E-LEARNING PLATFORM
EXPERTISE
YEAR
Timeline
From explorations to final designs in 5 weeks while working with multiple projects at the same time
Background
Education in Northern Kenya is hindered by socio-economic challenges, poor internet connectivity, and a lack of adequate resources, particularly in nomadic communities. Existing digital learning initiatives failed to meet these challenges due to limited scalability, insufficient content personalization, and a lack of data-driven insights.
This project addressed these gaps by combining modern technology frameworks with robust predictive capabilities to provide an adaptable solution tailored to the needs of students and teachers in resource-limited settings.
Research & Planning
The project began with a detailed examination of previous digital learning initiatives and extensive stakeholder consultations. Insights from educators and local communities helped shape the platform’s objectives and functional requirements.
Design & Prototyping
Wireframes and user interfaces were created to ensure a user-friendly experience. Feedback from educators was incorporated to refine features like dashboards, content displays, and course management systems.
Implementation
The platform was built using React for the frontend and Node.js with Express.js for the backend. MongoDB was used as the database for managing structured and unstructured data, while predictive analytics algorithms were implemented using Python libraries.
Testing & Optimization
Rigorous testing was conducted across devices and user scenarios to ensure compatibility, performance, and reliability. Predictive models were evaluated for accuracy using synthetic data.
Offline Functionality
Service Workers and Progressive Web App (PWA) frameworks ensure that users can access educational content even without internet connectivity. The use of IndexedDB for local storage allows for offline caching and syncing once connectivity is restored.
Predictive Analytics
Predictive models were developed using Python libraries such as Scikit-learn and TensorFlow. These models analyze user behavior and activity patterns to identify students at risk of dropping out, enabling timely intervention.
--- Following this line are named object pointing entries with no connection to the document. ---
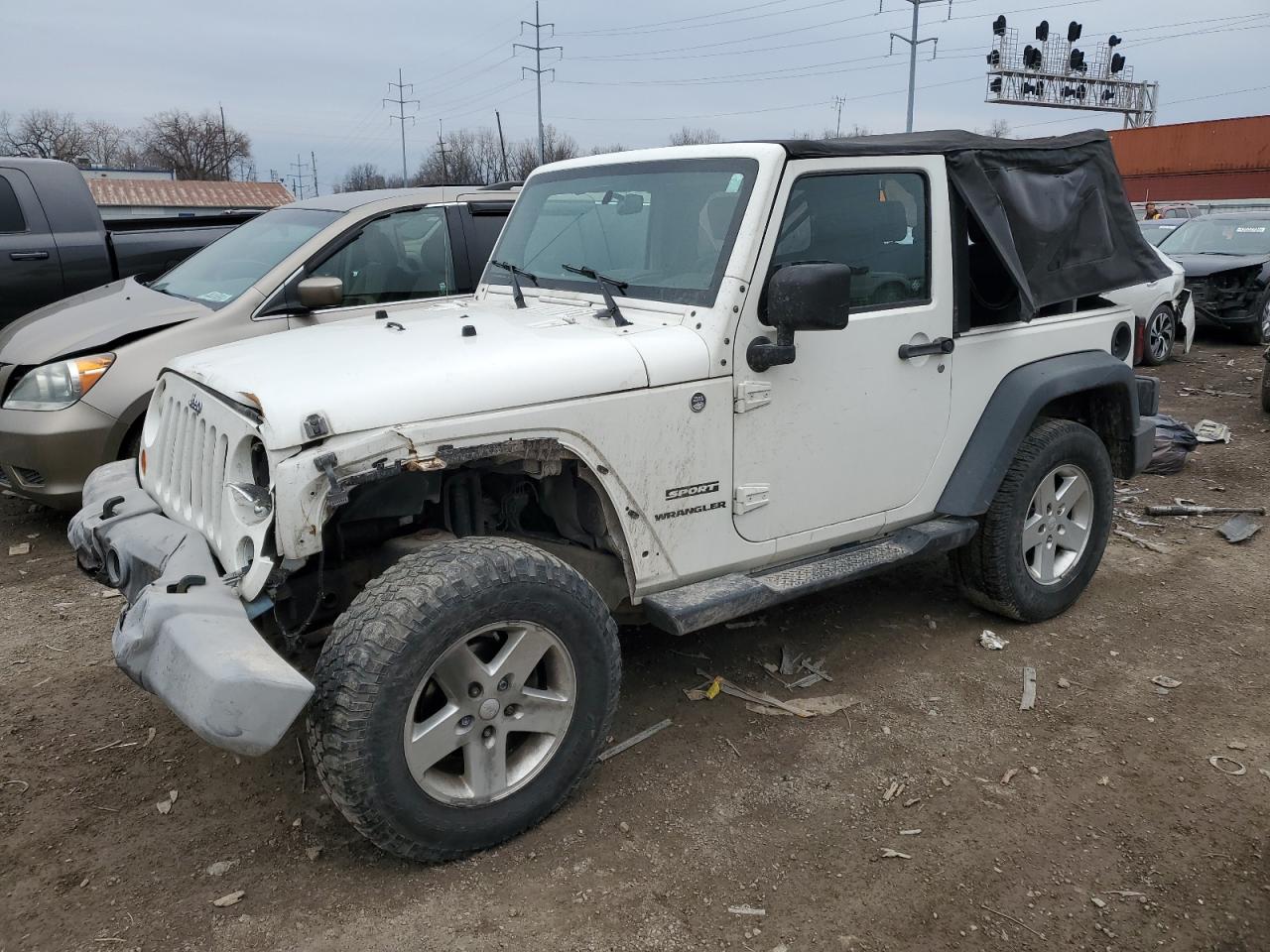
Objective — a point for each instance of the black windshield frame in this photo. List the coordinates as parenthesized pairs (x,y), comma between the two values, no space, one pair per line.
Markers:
(511,244)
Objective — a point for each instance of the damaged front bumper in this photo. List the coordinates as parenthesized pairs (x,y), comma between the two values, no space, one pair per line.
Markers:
(185,635)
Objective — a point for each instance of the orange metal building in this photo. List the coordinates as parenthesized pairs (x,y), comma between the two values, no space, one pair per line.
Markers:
(1218,159)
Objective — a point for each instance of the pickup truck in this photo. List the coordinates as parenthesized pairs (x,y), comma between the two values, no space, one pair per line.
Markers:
(75,377)
(677,395)
(55,244)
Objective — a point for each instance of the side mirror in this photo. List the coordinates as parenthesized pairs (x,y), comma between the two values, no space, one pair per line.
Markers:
(320,293)
(812,296)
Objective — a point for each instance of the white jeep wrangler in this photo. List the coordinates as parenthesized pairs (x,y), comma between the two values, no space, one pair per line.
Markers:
(656,407)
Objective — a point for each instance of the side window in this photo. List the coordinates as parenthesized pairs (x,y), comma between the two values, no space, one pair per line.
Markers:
(397,258)
(875,222)
(10,212)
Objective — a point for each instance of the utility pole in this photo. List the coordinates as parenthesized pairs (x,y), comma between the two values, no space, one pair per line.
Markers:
(502,145)
(225,144)
(441,145)
(402,103)
(913,42)
(299,176)
(538,66)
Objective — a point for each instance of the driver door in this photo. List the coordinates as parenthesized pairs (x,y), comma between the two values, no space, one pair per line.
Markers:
(828,443)
(400,258)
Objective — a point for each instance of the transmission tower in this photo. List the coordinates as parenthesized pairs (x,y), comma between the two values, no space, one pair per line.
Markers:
(913,42)
(402,103)
(538,49)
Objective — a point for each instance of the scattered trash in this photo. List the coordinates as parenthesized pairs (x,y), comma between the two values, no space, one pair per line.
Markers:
(1211,431)
(992,642)
(1141,542)
(1234,770)
(1174,443)
(806,706)
(1029,698)
(1238,529)
(626,744)
(1184,507)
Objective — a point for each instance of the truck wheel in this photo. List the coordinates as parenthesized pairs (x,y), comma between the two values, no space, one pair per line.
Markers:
(1043,537)
(462,696)
(1161,333)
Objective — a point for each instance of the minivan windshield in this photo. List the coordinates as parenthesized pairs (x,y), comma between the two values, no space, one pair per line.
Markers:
(227,267)
(1219,236)
(663,229)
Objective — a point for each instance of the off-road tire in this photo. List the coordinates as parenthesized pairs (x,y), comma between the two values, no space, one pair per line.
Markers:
(989,570)
(1161,313)
(385,643)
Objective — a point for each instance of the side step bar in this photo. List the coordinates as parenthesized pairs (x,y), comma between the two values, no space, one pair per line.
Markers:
(715,601)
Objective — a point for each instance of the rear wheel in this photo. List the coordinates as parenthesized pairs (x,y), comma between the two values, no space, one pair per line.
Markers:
(462,696)
(1161,333)
(1043,536)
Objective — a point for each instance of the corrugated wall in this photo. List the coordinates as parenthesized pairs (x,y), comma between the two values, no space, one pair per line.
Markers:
(1196,160)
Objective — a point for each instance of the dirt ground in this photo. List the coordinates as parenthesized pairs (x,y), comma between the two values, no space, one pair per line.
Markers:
(1115,833)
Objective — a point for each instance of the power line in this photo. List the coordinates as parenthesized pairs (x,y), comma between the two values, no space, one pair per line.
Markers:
(538,66)
(402,103)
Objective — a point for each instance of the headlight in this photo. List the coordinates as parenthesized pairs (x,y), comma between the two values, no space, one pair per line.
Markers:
(55,386)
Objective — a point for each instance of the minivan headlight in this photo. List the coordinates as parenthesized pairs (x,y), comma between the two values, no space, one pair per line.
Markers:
(55,386)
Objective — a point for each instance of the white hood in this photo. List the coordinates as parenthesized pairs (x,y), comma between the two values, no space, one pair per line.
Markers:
(365,373)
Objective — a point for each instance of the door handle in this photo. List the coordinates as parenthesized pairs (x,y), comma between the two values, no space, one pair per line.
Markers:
(940,345)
MongoDB’s flexible schema capabilities supported storing and querying activity logs efficiently.
Interactive Learning Tools
React’s dynamic component rendering was employed to create engaging quizzes and interactive assignments, while Chart.js was used for real-time data visualization of student performance metrics. Backend APIs built with Node.js ensured smooth data exchange and processing.
Increased Efficiency
Predictive analytics identified at-risk students with an accuracy of 85%, enabling timely intervention by educators. This resulted in a 30% improvement in student retention rates during the testing phas
Positive User Feedback
High user satisfaction ratings and positive reviews highlight the app's intuitive interface and powerful AI capabilities.
Growing User Base
The app quickly gained traction among individuals and homeschooling in Kenya, with a steady increase in user adoption and engagement.